Even the people he surrounded himself with – notably Vice President Dick Cheney, Defense Secretary Donald Rumsfeld and Attorney General Alberto Gonzales – will go down as among the worst in history.
“With his unprovoked and disastrous war of aggression in Iraq and his monstrous deficits, Bush has set this country on a course that will take decades to correct,” said another historian. “When future historians look back to identify the moment at which the United States began to lose its position of world leadership, they will point – rightly – to the Bush presidency. Thanks to his policies, it is now easy to see America losing out to its competitors in any number of areas: China is rapidly becoming the manufacturing powerhouse of the next century, India the high tech and services leader, and Europe the region with the best quality of life.”

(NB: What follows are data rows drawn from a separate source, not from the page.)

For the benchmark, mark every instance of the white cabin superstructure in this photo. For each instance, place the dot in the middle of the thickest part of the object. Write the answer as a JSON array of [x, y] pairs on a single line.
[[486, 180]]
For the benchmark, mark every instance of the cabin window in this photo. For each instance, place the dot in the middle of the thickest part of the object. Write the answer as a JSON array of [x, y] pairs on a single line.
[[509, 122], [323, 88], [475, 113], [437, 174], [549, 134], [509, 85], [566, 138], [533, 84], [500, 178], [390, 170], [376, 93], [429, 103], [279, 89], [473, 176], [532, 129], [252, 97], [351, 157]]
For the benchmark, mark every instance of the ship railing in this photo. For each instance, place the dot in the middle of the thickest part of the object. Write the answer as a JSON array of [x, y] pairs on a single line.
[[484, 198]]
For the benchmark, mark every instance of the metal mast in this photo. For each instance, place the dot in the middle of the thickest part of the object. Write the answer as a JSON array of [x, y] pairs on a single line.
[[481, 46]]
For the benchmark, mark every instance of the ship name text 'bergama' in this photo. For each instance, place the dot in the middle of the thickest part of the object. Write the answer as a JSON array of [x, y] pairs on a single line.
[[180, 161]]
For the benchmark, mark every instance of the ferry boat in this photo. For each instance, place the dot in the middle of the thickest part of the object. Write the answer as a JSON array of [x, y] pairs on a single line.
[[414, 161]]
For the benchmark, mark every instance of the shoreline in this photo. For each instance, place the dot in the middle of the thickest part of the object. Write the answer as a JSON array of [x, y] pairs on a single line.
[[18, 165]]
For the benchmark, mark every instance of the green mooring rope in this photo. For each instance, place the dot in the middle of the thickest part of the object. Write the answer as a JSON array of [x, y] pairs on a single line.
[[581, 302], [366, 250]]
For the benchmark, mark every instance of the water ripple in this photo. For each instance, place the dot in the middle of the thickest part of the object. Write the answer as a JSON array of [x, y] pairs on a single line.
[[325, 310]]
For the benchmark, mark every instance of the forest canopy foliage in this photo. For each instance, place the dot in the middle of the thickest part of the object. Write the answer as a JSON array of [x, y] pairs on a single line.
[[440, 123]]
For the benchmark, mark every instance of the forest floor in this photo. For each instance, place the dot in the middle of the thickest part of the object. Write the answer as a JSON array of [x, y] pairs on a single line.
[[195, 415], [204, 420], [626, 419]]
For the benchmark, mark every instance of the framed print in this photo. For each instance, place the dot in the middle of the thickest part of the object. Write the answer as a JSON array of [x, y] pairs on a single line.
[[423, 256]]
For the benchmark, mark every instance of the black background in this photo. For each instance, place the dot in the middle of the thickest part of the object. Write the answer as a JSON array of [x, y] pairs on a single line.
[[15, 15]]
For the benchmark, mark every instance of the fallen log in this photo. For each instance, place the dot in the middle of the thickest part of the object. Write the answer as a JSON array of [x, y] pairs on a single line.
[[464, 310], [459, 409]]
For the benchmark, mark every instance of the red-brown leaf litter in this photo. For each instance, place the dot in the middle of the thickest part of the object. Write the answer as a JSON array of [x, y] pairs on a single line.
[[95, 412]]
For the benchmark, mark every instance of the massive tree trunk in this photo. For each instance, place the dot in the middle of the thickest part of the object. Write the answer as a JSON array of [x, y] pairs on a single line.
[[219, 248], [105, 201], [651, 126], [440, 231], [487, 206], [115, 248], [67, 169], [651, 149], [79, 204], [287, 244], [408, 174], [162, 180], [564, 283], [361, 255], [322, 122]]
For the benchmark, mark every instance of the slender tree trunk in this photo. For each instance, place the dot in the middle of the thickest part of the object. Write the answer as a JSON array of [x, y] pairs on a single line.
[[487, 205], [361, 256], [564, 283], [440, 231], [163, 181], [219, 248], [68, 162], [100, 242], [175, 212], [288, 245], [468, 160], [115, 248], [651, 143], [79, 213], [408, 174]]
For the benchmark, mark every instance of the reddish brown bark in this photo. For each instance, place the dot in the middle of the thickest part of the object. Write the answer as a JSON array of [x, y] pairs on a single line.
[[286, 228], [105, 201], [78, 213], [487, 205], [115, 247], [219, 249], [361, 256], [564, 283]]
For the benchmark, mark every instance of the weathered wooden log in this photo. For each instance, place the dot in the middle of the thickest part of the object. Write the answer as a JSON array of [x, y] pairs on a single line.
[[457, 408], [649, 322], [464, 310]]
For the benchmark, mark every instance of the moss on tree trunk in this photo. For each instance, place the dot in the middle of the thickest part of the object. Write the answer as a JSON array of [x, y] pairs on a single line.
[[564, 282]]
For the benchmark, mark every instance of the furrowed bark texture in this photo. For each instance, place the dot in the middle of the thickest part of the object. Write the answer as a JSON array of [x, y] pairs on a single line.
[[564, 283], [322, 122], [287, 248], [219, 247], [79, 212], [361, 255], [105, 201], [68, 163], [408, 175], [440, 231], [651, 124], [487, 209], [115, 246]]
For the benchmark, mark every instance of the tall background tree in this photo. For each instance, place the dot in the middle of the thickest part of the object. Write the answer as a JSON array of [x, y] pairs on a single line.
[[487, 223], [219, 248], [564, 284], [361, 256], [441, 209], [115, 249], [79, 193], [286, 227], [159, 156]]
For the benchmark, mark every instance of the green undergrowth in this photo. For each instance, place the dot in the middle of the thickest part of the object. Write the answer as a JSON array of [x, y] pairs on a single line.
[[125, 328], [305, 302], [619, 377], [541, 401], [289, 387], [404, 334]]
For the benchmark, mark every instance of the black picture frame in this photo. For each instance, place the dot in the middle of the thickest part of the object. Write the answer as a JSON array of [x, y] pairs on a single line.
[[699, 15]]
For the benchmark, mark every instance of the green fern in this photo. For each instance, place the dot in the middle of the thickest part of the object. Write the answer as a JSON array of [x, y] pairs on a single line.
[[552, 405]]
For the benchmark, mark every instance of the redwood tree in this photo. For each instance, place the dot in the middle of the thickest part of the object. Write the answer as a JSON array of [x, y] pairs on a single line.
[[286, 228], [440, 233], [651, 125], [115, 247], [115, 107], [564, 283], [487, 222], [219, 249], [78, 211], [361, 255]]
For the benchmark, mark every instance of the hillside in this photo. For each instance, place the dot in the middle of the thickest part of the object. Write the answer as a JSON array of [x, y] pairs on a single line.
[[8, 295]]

None of us knows what kind of president Barack Obama will be. But we do know this: Obama is whip smart, pragmatic and eloquent. He reads real books and writes them, too. He can string together words in a manner that inspires Americans, not makes us international laughingstocks. And – the ridiculous label of socialist aside – Obama already has shown himself to be a common-sense centrist.
In 2000, this nation had the opportunity – and actually did by popular vote – to elect the smartest candidate.
The Electoral College, aided by the Supreme Court, threw the presidency to the guy most of us preferred to share a beer with.
We know what a smart president can do. Bill Clinton was an intellectual giant – above the waist anyway – and tireless. He balanced budgets and generated surpluses.
W has put your grandchildren in hock. That’s what happens when you elect a president who’s the smartest person in the room only when he’s alone.
By now, some of you are accusing me of being overly harsh. You probably don’t have relatives who are so afraid of traveling overseas as Americans that they put Canadian maple leaf stickers on their luggage.
And then there’s my latest 401(k) statement. I’ll have to work until I’m 90 to afford retirement. And you think I’m ornery now.